The teenage prodigy then made another demand that skewed Vicari’s best-laid plans: every note on the record would come from Prince. Vicari’s only job would be to capture everything Prince did in the studio. In fact, Husney even recalls Prince kicking the president of Warner Bros’ A&R out of the room so he could focus purely on the music. While Husney shuddered, Prince barely flinched, assured by his own teenage talent.

Such stern confidence is what made Prince the beloved artist he became. He never settled for anything less than perfection and progress. However, when he did wander astray, there was no external input that could offer any pushback. According to his trusted sound engineer, Susan Rogers, he even had an ulterior motive behind his progressive move to work with so many female artists.

“Obviously, he was a heterosexual man and enjoyed having beautiful women around,” Rogers says, “But he also needed to be the alpha male to get done what he needed to get done.”

Apollonia Kotero - Prince - Purple Rain - 1984
Credit: Far Out / YouTube Still

What he needed to get done in 1979 was a hit record.
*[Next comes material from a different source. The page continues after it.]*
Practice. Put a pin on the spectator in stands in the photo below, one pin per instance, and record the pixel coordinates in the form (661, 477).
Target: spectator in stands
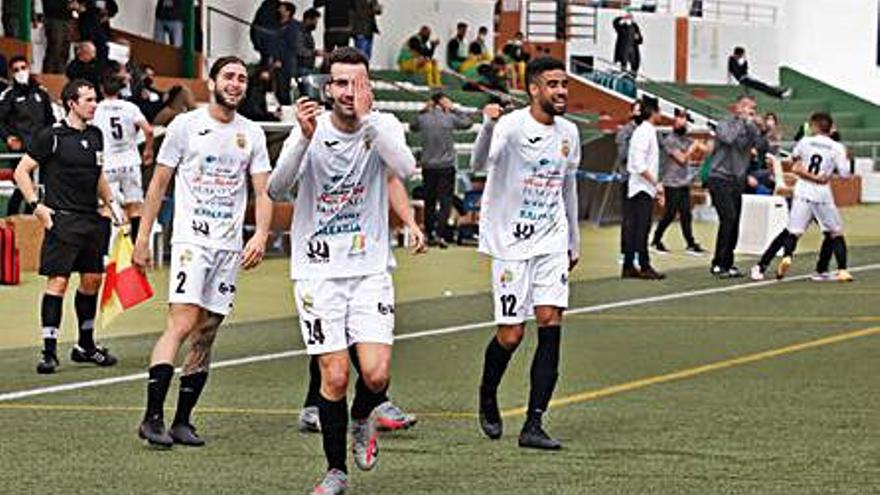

Above all, Prince wanted to be an individual, but in a close second, he wanted to be a successful individual. His originality, nerve, talent and wherewithal might have impressed the music industry when it came to his debut album, but it didn’t impress the public enough for many people to buy it. So, the singular star felt he had a point to prove with his follow-up. It would be the last time he ever tried to prove a point to anyone other than himself.

”The second album was pretty contrived,” Prince told The Los Angeles Times in regrettable tones. “I have put myself in a hole with the first record because I spent a lot of money to make it. I wanted to remedy that with the second album. I wanted a ’hit’ album. It was for radio rather than for me, and it got a lot of people interested in my music.”

However, he never felt it was truly his music. It was a brand of R&B that he would soon ditch in favour of the funky pop sound he would become known for. However, he had to overcome being pigeonholed for a time to hit the idiosyncratic heights he always strived for. As he lamented at the time, ”It wasn’t the kind of audience you really want. They only come around to check you out when you have another hit.”

He had worked his way onto the radio, but amid the flurry of typical AM waffle, he was just another artist, and the backstory of being a virtuoso who broke onto the scene playing every note on a shimmering debut that shunned the support of Maurice White went amiss.

”They won’t come to see you when you change directions and try something new,” he continued, lamenting his newfound fan base. ”That’s the kind of audience I wanted.”

He’d get that with his next record, Dirty Mind. It didn’t sell as well, and it led to his first battle with his label, but it was a necessary hit to establish what followed. The flippancy of quick success was behind him, and with the right fans gathering in his wake, he was able to leave the regret of his second in the past, learning from his mistake to liberate his sound even further. Reassured after a successful setback, he was now set to funk them just to see the look on their face.